If you have any questions or comments, please feel free to contact me on jess@nomadtours.co.za .  We remain at your complete disposal and hope to see you here with us in Southern and East Africa.

Update 16 October 2014:  An excellent article by David Cogswell of Travelpulse regarding the facts about Ebola and the misunderstood geography of Africa


“Words for the Wise

Abercrombie & Kent is countering panic with rationality, reassuring clients with a list of relevant facts:

1. The continent of Africa is larger than the U.S., China, India, Europe and Japan combined.

2. Africa is not one country but 54 independent nations with strict customs controls. Most have restricted entry to travelers that visited affected West African countries.

3. The main safari destinations are in East and Southern Africa, which is farther away from the affected countries in West Africa than parts of Europe and South America.

4. There have been no cases of Ebola in Southern or East Africa, which includes South Africa, Botswana, Namibia, Zambia, Zimbabwe, Tanzania, Uganda and Kenya.

In regard to Kenya, A&K’s home and the center of its safari operations, the company reminds its clients that:

1. Kenya remains Ebola free and no single case of Ebola has been recorded in the country.

2. The affected countries are in the extreme western part of the African continent, thousands of kilometers from Kenya. Geographically, Liberia, Sierra Leone and Guinea are closer to Madrid, Paris and London than they are to Kenya.

3. Kenya Airways flights to Liberia and Sierra Leone remain suspended as a measure to prevent the spread of Ebola. In addition, restrictions on entry into Kenya for those who have passed through Sierra Leone, Guinea and Liberia are still in place.

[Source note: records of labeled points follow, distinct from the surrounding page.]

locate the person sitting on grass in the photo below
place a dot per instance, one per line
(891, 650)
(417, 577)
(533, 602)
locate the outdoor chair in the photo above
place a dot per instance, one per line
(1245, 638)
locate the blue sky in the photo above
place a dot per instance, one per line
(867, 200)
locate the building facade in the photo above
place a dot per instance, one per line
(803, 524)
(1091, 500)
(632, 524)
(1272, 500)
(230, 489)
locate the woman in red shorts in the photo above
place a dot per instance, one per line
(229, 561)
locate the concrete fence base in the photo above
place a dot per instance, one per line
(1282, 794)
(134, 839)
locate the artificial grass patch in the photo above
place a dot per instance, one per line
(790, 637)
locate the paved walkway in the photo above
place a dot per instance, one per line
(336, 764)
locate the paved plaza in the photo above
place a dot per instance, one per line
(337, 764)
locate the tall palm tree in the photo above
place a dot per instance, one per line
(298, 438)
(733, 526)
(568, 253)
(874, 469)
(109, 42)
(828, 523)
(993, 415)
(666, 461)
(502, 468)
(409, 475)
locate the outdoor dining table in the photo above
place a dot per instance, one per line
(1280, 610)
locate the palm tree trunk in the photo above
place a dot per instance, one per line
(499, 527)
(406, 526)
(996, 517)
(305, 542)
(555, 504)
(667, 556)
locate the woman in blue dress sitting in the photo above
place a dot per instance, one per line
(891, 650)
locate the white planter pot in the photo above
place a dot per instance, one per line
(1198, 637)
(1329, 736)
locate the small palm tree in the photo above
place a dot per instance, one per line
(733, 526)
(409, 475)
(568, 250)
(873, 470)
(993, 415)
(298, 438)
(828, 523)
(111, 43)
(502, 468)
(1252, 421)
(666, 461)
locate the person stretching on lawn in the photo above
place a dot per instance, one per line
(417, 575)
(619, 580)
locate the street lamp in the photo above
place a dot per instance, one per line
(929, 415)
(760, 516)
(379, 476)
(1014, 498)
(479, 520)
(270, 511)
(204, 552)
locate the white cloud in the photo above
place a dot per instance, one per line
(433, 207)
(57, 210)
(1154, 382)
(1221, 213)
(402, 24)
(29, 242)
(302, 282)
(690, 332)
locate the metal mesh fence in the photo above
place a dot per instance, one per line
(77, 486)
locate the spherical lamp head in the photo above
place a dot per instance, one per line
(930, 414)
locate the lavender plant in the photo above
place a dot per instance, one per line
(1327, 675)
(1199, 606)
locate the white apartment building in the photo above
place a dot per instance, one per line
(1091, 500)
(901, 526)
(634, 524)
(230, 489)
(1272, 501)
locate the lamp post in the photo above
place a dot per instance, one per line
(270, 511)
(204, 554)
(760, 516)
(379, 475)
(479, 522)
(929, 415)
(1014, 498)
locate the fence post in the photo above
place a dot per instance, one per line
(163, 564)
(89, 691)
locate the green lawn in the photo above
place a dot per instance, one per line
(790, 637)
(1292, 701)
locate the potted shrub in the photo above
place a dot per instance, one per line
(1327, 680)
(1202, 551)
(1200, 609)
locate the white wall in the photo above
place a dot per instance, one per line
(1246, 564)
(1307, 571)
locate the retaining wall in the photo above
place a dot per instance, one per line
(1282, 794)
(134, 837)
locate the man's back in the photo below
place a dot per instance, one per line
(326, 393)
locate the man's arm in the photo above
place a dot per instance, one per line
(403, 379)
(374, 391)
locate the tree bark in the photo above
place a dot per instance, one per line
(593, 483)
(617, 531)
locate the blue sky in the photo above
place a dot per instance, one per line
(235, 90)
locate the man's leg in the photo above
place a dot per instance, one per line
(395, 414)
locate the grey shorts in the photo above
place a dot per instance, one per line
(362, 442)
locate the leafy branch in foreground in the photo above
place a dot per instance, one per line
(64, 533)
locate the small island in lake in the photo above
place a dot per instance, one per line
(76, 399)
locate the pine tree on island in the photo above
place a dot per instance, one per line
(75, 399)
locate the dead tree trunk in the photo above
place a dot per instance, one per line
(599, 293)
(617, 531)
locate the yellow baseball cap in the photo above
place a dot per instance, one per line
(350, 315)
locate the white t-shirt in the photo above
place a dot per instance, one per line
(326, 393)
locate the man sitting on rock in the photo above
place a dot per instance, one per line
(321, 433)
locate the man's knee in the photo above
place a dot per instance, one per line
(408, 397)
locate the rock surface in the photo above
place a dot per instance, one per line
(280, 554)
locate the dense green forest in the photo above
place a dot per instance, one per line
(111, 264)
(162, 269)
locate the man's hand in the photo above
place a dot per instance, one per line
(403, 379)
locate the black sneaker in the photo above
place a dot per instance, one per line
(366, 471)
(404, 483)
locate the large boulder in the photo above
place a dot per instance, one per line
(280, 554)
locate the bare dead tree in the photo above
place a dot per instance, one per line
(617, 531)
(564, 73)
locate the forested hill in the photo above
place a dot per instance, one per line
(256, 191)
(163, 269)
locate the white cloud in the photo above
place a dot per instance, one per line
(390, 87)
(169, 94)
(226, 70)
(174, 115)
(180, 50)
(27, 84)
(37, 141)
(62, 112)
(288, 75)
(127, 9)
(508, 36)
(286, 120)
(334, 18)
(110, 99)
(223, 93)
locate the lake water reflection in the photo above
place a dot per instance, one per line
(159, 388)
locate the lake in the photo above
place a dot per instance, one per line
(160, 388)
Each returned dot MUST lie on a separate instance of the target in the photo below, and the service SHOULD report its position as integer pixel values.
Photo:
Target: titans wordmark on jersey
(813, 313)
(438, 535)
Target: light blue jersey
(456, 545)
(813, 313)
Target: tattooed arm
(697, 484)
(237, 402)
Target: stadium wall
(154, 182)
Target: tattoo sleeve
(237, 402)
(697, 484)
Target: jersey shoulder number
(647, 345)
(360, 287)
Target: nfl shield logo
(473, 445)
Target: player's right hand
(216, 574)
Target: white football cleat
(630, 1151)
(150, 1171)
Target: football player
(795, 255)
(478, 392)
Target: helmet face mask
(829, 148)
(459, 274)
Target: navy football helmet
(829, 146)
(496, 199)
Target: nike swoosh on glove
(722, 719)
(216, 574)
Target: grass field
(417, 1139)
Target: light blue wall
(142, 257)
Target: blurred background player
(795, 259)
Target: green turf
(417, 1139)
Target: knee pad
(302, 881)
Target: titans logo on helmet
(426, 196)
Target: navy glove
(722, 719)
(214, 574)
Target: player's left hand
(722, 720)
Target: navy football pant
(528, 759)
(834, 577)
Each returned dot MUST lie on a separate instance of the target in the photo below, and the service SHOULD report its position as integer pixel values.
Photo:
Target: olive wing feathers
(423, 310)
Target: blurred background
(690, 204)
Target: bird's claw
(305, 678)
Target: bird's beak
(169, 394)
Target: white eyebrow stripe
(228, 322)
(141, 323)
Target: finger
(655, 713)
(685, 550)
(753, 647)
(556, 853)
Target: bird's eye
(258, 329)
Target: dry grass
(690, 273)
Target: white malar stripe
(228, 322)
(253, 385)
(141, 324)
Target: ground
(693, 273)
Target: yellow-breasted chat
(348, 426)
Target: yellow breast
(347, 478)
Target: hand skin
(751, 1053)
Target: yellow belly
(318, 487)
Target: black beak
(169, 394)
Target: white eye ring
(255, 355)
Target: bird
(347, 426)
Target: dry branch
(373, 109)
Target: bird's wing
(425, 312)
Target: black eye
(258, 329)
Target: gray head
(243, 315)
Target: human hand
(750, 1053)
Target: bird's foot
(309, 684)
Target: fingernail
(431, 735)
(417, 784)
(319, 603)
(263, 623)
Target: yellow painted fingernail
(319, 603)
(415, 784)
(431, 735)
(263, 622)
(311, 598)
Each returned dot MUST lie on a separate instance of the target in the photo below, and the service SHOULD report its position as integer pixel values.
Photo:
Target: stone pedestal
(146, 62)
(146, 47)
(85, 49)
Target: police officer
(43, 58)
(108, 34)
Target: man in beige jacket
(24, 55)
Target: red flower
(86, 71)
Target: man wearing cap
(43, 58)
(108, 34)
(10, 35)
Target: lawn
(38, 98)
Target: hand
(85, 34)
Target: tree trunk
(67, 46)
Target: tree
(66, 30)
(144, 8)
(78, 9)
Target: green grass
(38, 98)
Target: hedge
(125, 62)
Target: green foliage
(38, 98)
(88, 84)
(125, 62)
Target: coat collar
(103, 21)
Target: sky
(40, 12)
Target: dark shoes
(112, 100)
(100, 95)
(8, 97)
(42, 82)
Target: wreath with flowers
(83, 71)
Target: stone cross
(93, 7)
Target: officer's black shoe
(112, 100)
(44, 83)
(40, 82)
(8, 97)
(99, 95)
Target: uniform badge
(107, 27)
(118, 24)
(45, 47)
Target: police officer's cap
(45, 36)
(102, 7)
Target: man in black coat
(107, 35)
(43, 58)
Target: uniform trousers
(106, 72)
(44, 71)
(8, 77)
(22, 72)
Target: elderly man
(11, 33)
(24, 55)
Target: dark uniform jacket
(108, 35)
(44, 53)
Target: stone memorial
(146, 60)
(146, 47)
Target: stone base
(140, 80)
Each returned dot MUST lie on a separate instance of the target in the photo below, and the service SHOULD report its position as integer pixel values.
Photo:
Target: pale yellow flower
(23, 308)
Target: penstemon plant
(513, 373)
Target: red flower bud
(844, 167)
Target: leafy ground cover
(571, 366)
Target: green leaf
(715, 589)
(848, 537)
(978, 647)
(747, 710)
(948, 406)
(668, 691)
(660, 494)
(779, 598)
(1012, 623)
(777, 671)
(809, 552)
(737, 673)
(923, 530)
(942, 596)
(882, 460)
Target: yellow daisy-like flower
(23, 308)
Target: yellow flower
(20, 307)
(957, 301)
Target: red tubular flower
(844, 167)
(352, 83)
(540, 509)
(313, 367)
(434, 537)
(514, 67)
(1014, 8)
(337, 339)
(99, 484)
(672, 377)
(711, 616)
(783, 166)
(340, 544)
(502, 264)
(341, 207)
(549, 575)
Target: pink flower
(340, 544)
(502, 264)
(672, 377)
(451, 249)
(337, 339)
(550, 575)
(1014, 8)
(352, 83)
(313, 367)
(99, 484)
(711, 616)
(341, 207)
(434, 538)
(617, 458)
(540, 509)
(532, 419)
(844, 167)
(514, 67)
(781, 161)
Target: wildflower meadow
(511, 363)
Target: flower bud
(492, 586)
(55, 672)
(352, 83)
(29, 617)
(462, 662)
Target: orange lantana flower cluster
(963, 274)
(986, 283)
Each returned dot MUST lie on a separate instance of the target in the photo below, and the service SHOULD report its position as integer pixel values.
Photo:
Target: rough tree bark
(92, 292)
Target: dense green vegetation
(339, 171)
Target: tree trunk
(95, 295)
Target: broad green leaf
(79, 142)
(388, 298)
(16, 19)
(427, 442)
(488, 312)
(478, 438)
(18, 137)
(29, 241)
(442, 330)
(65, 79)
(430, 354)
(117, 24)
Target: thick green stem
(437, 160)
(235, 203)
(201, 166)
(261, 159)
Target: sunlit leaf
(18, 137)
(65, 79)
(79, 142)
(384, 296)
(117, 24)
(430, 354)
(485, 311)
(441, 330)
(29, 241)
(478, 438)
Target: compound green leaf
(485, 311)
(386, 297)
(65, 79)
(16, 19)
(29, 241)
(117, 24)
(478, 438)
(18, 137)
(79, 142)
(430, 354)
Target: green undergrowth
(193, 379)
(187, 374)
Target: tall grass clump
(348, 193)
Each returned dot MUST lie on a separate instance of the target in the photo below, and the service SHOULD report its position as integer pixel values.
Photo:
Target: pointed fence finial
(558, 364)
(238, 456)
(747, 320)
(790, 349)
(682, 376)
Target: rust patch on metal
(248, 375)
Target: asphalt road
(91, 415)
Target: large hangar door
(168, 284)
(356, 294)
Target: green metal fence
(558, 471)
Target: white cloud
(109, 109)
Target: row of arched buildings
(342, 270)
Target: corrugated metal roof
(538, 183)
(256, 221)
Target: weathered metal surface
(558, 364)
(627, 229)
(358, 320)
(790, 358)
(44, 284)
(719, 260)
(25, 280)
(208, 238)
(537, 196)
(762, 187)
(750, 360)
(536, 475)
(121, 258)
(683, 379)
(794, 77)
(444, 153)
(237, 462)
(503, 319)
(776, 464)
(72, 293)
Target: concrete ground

4. Visitors to Kenya are not at any risk of contracting Ebola and there is no reason for visitors to cancel or postpone their travel plans.

Here are some additional factoids for consideration.

Dakar, Senegal, in the affected area, is closer to New York (3,818 miles) than it is to Nairobi (3,865 miles), Johannesburg (4,159 miles) or Cape Town (4,100 miles).

Within Africa, Ebola has been confined to Guinea, Liberia, Sierra Leone, Nigeria and Senegal. Outside of Africa, cases have now been reported in the U.S., Spain and Germany.

According to the Centers for Disease Control:

Ebola is not transmitted through casual contact, air, water, food grown or legally purchased in the U.S.

Ebola is spread through the body fluids of a person who is sick with or has died from Ebola. Body fluids include blood, vomit, urine, feces, sweat, semen, spit, etc. It can also be spread through objects contaminated with the virus, such as needles and other medical equipment, by the body fluids of infected animals or infected meat.

Ebola can only be spread after symptoms appear, which happens from two to 21 days after exposure. You can only be infected by someone who visibly exhibits the symptoms. The symptoms are fever, headache, diarrhea, vomiting, stomach pain, unexplained bleeding or bruising or muscle pain.

According to Dan Austin, president of Austin Adventures, “In my humble opinion there are better odds for winning the lottery than getting Ebola. Reading up on it, the average traveler needs to relax.”

“These fears will abate once we get beyond the current ‘breaking news’ syndrome,” said Bob Drumm, president of Alexander + Roberts.”